In summary, the present dataset provides pretreatment MRI scans and multiple follow-up time points, along with corresponding tumor segmentations and radiomic features for each patient. The dataset enables the investigation of disease progression, treatment response, and temporal changes in tumor subregions (necrotic core, enhancing tumor, edema). Researchers can also study the evolution of imaging biomarkers and radiomic signatures over time, therefore, making the present dataset a valuable resource for longitudinal analyses and predictive modeling in brain metastasis research.

Technical Validation

The study included only patients with a confirmed BM, with primary tumors pathologically and clinically confirmed by a radiation oncologist (M.T.) prior to inclusion. Data curation and evaluation of inclusion criteria were conducted by an MRI analysis professional (D.F.). The final dataset comprised only patients with high-quality T1W, T2W, T1-Contrast and FLAIR images, free from significant motion artifacts.
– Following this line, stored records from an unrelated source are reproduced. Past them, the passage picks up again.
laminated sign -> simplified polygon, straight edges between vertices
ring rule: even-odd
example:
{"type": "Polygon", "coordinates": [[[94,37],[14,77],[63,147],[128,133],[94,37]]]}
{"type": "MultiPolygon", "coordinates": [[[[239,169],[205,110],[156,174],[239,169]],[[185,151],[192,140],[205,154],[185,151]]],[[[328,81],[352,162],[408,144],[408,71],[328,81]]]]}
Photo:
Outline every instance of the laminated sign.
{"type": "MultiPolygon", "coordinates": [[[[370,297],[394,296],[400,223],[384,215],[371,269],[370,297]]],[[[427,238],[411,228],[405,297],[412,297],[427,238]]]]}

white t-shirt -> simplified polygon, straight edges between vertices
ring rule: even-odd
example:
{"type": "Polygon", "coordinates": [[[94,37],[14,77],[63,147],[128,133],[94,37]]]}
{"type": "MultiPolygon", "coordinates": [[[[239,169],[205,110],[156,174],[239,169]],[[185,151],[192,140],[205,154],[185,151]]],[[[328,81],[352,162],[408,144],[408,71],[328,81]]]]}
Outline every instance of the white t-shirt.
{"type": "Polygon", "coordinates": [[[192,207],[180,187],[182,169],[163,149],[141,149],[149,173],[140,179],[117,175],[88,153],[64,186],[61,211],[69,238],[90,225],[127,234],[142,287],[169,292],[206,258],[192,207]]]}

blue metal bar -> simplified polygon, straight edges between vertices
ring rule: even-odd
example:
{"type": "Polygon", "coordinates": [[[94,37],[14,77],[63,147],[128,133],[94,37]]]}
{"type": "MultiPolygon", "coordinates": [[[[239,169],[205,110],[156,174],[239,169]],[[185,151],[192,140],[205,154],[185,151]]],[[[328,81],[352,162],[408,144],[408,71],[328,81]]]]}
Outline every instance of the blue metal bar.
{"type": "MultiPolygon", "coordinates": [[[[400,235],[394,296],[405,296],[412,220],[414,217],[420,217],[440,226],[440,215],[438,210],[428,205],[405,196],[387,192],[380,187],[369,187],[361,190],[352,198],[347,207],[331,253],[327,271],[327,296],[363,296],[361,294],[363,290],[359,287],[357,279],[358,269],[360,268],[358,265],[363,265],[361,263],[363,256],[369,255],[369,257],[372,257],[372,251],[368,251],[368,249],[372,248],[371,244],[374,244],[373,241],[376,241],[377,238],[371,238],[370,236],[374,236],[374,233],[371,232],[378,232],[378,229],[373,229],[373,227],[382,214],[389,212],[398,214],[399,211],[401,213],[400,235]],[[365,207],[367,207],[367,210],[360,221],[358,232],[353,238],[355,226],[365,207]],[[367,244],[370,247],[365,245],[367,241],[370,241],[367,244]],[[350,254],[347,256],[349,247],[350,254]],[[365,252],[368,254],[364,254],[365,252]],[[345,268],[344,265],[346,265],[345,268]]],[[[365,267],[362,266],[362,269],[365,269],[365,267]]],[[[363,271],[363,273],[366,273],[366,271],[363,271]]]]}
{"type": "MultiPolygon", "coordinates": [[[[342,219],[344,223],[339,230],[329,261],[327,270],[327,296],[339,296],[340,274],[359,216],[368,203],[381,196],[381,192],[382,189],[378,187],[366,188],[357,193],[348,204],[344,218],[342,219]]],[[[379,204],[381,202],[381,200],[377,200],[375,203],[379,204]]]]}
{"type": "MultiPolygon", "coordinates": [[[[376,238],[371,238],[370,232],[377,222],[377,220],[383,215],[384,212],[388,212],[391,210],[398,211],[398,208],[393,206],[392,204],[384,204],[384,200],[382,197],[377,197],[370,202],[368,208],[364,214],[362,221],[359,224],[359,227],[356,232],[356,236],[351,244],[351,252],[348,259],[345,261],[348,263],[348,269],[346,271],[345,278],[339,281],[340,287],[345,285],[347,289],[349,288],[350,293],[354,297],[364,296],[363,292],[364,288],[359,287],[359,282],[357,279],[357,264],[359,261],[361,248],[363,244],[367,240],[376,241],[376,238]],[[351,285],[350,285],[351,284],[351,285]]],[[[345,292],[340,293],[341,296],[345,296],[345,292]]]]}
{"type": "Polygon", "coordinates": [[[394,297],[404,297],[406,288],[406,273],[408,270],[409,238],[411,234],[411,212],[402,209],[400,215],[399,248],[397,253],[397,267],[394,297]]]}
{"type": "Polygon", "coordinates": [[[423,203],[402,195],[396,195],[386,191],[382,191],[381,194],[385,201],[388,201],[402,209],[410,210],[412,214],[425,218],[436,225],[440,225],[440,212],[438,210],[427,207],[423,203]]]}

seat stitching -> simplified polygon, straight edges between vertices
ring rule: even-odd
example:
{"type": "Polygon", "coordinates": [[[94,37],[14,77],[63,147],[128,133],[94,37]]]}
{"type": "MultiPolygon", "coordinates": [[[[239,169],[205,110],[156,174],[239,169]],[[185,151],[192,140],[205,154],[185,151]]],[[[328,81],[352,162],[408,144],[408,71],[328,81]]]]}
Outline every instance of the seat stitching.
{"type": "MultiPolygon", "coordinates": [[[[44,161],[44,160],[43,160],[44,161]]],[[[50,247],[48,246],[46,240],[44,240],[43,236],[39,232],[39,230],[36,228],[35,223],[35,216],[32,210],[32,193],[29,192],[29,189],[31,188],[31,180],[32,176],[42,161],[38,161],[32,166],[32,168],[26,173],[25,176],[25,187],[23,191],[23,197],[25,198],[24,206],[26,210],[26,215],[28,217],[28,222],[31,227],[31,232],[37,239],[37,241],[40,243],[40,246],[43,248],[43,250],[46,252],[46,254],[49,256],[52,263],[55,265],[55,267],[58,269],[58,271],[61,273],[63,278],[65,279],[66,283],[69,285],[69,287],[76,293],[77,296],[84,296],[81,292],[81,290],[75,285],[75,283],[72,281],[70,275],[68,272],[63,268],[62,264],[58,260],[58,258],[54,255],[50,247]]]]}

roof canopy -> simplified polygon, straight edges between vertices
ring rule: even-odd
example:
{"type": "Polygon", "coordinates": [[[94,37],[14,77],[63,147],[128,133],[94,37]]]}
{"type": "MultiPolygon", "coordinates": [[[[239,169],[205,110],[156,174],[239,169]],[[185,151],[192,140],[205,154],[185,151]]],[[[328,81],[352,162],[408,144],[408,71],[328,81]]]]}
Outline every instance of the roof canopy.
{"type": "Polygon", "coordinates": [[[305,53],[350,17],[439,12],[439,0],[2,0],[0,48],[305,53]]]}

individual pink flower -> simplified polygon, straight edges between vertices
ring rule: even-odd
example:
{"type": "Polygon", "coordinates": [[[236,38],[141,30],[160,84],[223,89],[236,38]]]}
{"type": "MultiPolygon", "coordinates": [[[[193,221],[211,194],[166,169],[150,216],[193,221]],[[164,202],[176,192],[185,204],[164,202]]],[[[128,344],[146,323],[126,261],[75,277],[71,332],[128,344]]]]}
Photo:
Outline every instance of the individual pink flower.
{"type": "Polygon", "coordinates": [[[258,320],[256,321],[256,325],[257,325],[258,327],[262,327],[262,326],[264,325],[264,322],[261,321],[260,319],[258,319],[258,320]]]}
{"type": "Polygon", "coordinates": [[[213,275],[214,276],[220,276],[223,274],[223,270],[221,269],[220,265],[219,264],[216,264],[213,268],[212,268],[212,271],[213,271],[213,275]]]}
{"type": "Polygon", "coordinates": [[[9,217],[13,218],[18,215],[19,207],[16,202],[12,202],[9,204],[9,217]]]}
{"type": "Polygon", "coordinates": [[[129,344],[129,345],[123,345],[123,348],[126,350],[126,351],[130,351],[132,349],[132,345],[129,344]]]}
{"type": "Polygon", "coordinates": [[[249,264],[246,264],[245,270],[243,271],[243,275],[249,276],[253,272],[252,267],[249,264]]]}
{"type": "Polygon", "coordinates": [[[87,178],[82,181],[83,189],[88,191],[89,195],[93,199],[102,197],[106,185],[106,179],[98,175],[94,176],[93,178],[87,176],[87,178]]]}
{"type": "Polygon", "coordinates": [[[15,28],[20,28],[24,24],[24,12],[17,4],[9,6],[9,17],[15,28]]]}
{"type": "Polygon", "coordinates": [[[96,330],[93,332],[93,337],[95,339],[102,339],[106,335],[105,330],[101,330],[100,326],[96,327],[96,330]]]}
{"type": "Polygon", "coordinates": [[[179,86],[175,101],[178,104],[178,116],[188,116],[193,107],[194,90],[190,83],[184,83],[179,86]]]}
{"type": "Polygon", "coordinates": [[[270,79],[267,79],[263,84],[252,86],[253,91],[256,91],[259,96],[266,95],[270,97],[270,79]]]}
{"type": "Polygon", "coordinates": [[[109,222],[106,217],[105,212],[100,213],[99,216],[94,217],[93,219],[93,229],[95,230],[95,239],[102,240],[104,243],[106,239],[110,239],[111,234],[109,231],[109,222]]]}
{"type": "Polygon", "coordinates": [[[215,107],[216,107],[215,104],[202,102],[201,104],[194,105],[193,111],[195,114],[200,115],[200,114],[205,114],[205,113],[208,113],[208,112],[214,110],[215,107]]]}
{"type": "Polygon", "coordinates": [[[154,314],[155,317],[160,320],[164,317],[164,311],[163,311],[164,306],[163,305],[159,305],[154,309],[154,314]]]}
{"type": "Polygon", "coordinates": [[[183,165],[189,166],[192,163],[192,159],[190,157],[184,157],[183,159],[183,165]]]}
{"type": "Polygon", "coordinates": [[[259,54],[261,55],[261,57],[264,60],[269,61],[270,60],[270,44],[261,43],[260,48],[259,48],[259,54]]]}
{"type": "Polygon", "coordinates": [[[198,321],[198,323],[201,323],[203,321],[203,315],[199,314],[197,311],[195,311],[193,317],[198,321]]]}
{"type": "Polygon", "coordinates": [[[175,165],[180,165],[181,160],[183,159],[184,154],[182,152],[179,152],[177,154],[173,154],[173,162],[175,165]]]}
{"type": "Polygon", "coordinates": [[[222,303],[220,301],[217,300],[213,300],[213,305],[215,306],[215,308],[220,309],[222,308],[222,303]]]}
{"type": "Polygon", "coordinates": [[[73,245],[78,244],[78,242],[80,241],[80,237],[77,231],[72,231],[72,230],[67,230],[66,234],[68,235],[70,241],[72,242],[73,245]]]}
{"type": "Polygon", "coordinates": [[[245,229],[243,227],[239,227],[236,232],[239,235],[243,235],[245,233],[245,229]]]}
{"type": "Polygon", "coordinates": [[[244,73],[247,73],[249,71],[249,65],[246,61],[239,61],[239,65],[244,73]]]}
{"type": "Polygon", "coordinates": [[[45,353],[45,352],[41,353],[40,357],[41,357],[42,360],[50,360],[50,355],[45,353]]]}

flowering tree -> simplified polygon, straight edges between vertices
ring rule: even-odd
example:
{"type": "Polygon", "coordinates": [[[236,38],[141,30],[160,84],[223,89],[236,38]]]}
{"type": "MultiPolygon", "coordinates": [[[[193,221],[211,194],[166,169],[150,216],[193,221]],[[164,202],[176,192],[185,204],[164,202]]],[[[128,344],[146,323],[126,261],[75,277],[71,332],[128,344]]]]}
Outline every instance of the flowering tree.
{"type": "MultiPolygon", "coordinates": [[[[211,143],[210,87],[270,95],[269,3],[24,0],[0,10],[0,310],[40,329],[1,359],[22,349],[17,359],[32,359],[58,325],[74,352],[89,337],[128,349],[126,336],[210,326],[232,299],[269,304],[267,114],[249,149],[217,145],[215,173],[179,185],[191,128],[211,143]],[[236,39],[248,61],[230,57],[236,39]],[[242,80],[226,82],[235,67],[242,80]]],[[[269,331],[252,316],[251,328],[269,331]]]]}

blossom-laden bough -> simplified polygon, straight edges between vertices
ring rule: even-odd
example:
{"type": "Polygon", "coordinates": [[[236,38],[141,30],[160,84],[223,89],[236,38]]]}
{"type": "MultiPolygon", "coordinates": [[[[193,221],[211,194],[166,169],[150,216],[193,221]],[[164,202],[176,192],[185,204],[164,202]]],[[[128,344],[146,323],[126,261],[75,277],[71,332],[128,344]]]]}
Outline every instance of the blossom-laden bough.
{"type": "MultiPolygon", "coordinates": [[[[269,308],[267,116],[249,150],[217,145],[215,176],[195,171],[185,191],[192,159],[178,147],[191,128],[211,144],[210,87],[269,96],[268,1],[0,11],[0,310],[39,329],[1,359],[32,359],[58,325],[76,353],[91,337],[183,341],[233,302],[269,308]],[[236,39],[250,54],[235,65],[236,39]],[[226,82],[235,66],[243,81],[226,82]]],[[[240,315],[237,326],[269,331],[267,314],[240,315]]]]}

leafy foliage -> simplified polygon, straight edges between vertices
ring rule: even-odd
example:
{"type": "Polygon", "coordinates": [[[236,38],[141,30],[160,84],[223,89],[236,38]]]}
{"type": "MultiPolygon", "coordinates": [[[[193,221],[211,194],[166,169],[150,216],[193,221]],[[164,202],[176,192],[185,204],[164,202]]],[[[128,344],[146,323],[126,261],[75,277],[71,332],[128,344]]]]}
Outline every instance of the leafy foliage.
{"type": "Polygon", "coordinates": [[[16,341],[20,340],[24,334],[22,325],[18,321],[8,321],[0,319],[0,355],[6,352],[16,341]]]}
Lastly, all automatic and semi-automatic segmentations performed in this study were manually corrected by an expert neuroradiologist (L.S.) after being carried out by medical image analysis experts (D.F., C.P.P).

Usage Notes

To process the medical images and segmentations provided in this work, it is strongly advised to use a medical imaging software that supports either the DICOM or NIfTI format that ensures consistent handling of the images’ physical space and orientation. We confirmed that all NIfTI files, including segmentations and images, were successfully loaded using FSLeyes (version 1.12.6), ITK-SNAP 4.2.2 and 3D Slicer (version 5.8.1) software, and DICOM files were successfully loaded using Horos (version 4.01) and 3D Slicer (version 5.8.1) software.